There’s a marked contrast. A glaring showcase of opposites. Shabby apartment buildings, tiled roof traditional houses, century old churches and government buildings at one end. Then you have glitzy high rises, skyscrapers filled with lights and neon marquees dancing on a foggy night at the other end. Macau’s old meets the new.
I was invited by the Macau Government Tourism Office-Philippines (MGTO) together with other travel writers and bloggers for a familiarization tour to this interesting place last May and it was a beautiful experience with its cuisine, glitz and old world charm.
Wonder of wonders is Macau! One might be shocked at this territory’s disjointed landscape especially when viewed from a high vantage point with its old soul bared in all its decrepit glory but for one who is interested with heritage and urban development, it becomes a beautiful place. The contrasts, the differences, the disparity, do give it charm and character. Manila could have been like Macau except that the former has continually fallen into disarray and confusion.

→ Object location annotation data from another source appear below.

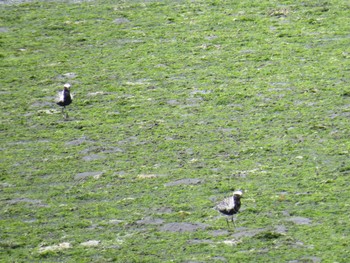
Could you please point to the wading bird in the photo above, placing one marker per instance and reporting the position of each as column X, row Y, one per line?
column 230, row 206
column 64, row 99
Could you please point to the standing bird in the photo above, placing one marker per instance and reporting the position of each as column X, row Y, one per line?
column 230, row 205
column 64, row 99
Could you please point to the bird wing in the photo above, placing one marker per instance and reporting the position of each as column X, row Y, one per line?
column 226, row 204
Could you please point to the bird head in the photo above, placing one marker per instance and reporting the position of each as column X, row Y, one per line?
column 238, row 193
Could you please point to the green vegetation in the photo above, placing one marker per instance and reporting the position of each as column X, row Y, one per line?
column 176, row 103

The old meets the new theme is in constant play in this territory. It reminds you of its rich heritage drawing from centuries of continued habitation even before the Portuguese came. Macau has been an important trading outpost over hundreds of years and up until it was handed back to China in 1999, it still is a major hub.
With its current place as the Las Vegas of Asia, attracting the gaming moguls and gambling establishments and often surpassing their Las Vegas counterparts, change is sweeping across Macau. Huge casinos are racing to fill the skies. Major hotel brands are scrambling to build on their piece of land while islands are continually being expanded and seas reclaimed to accommodate these new colonizers.
But, like walking along the old quarters of Manila like Hidalgo St. in Quiapo and San Nicolas districts, sans the squatters and squalid surroundings, you are transported back to years past. The traditional is still alive with the Macanese going about their usual routines.
Motorbikes are neatly parked at one side, infront of a brick and mortar building that have been witness to the place’s history for over a century. The smell of lighted joss sticks linger in one alley where an ornate shrine to a god is tucked at one end. Or at a streetside dining stand, vegetable and noodles are stir fried for a waiting customer seated at a table. All these under the shadow of change.